By Telis Demos for WSJ
Startups aiming to disrupt banks have been a decent bet for venture capitalists. But what do some think might be an even better bet? Banks.
For the first time in over a decade, a group of Silicon Valley’s top venture firms are making a sizable bet on a deposit-taking U.S. bank. Battery Ventures LP, Andreessen Horowitz, and Ribbit Capital are investing $28 million in a fundraising round for CRB Group Inc., the holding company for eight-year-old Cross River Bank, according to the firms.
In many respects, Cross River looks like many other small lenders: It is a New Jersey-chartered community bank with one branch, in Teaneck. It makes commercial loans to businesses like specialty grocery stores in and around New York City, and offers personal savings and checking accounts.

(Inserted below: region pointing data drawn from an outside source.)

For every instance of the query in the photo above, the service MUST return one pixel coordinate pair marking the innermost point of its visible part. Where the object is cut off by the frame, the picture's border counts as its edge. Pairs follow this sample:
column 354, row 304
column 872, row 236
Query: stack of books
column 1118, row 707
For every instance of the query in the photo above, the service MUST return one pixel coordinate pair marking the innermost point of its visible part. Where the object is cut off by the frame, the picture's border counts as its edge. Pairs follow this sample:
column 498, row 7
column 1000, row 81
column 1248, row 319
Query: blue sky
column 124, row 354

But the little-known bank, with $543 million in assets, has quietly risen to national prominence in tech circles. Since its founding in 2008, it has partnered with some of the highest-profile financial technology, or fintech, startups offering online loans and payments, such as Affirm Inc., Stripe Inc., and TransferWise Inc. It is also linked up with tech giants MasterCard Inc. and Google parent Alphabet Inc.
Cross River uses its position as a chartered and Federal Deposit Insurance Corp.-member bank to do things that are tougher for nonbank firms under U.S. rules. That includes originating loans in any state and moving funds over the banking system’s rails on behalf of its partners or customers.

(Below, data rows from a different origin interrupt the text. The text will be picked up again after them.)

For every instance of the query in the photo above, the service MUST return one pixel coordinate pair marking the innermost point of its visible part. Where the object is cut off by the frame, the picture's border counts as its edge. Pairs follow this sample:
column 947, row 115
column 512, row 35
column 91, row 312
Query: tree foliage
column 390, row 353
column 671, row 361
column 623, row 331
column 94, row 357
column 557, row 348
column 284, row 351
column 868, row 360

Such arrangements have attracted scrutiny from the FDIC and the Federal Reserve, who have concerns that partnering with lightly regulated tech firms may introduce new risks into banks protected by U.S. taxpayers.
For now, however, these pairings are thriving due to a surge in interest by tech firms that want to participate in the large and growing ecosystem of mobile wallets, peer-to-peer money transfers and online shopping checkouts.
The Silicon Valley firms’ pivot to investing in a bank is a surprising twist in the evolution of fintech. Many investors believed that banks were ripe for disruption by tech-first upstarts, in the same way that taxi cabs and hotels were upended by Uber Technologies Inc. and Airbnb Inc.
But startups such as LendingClub Corp., which makes online loans, and Simple, which offers smartphone banking services, have ended up partnering with banks to varying degrees to grow their businesses.
Cross River’s new backers said they viewed it as the “pick-and-shovel” equivalent for fintech, an analogy for quietly providing services to people hoping to strike gold.
“It’s rare that people think, ‘We’ll build another Bank of America,’” said Scott Tobin, a general partner at Battery Ventures who will join the board of Cross River’s holding company with the new investment. “But my hope is that Cross River will be a giant bank.”
Bank ownership is highly regulated and even investing in one can prove difficult, which potentially limits competition. Cross River’s new investors had been in negotiations with the bank for over a year, and notified the Federal Reserve, which oversees the safety and soundness of the banking system.
The venture funds also had to limit their investments in Cross River, to avoid turning themselves into so-called bank holding companies. The threshold is typically 10% ownership for an individual fund. That would have subjected the venture firms and their portfolio companies to Fed oversight as well. Mr. Tobin’s role on the board will also have some limits, such as what committees he can serve on.
Cross River was started in 2008 by Gilles Gade, a former Bear Stearns and Barclays PLC banker and chief financial officer of a mortgage lender. He raised about $10 million from friends and family to start the bank, aiming to step in when other banks were pulling back following the financial crisis.
About three years ago, Cross River started partnering with online lenders. Cross River’s nine-month revenue more than doubled this year, to $55 million from $26 million last year, according to the bank’s public financial filings.
The bank’s newest business is facilitating digital payments. It has built new internal software to enable it to settle bank transfers on the same day, and to use MasterCard’s instant debit card transfer network, of which it is now the largest user.